What's the rationale behind it? Since now, I thought that there is a one-to-many relation between connection and transactions.
@Transactional helps you to extend scope of Session . Session is open first time when getCurrentSession() is executed and it is closed when transaction ends and it is flushed before transaction commits.
Transactions and Proxies. At a high level, Spring creates proxies for all the classes annotated with @Transactional, either on the class or on any of the methods. The proxy allows the framework to inject transactional logic before and after the running method, mainly for starting and committing the transaction.
So when you annotate a method with @Transactional , Spring dynamically creates a proxy that implements the same interface(s) as the class you're annotating. And when clients make calls into your object, the calls are intercepted and the behaviors injected via the proxy mechanism.

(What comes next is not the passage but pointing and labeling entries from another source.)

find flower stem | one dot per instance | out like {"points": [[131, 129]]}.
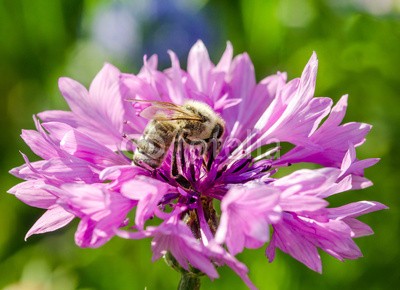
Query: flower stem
{"points": [[189, 282]]}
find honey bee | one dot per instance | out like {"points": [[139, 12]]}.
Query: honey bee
{"points": [[194, 123]]}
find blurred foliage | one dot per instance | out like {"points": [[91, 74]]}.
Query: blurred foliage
{"points": [[357, 43]]}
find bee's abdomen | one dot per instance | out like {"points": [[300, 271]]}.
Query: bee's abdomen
{"points": [[153, 145]]}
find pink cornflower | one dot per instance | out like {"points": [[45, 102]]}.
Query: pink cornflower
{"points": [[86, 171]]}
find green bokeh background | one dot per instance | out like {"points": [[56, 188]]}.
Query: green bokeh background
{"points": [[359, 53]]}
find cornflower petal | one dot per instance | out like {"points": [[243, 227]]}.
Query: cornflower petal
{"points": [[240, 227], [87, 169]]}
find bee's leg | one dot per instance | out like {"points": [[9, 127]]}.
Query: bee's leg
{"points": [[203, 144]]}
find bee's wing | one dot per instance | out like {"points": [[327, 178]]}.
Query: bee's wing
{"points": [[164, 111]]}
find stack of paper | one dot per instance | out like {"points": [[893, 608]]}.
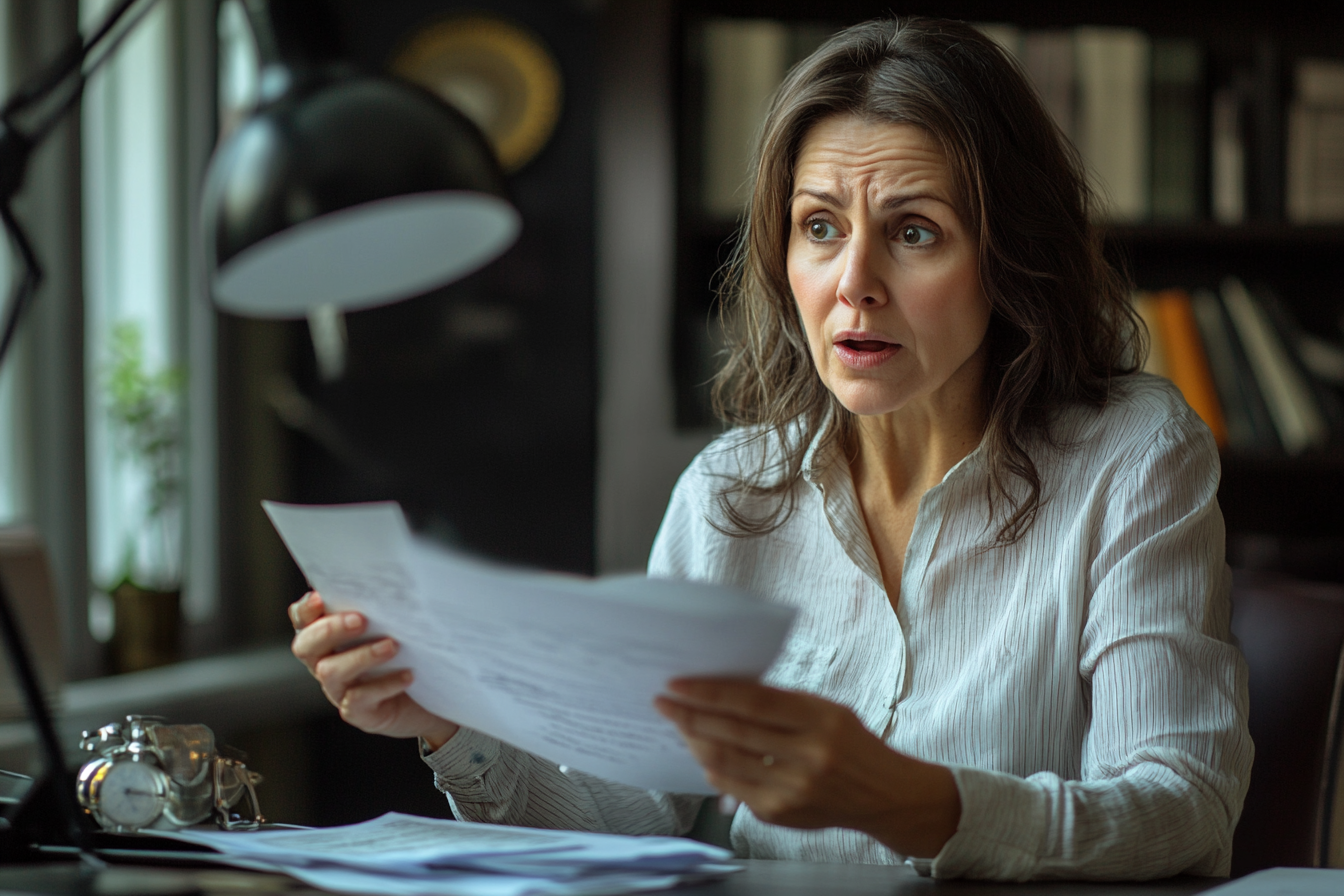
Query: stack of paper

Spring offers you a PlatformTransactionManager / TransactionManager interface, which, by default, comes with a couple of handy implementations. One of them is the datasource transaction manager.
Spring calls close()
when the transaction finishes which could be from either a commit or rollback. Whether or not close()
actually closes a real JDBC connection depends on the DataSource
configuration. If it's a plain JDBC connection, then it will actually close. If it is a connection pool then it will probably just be returned to the pool on close.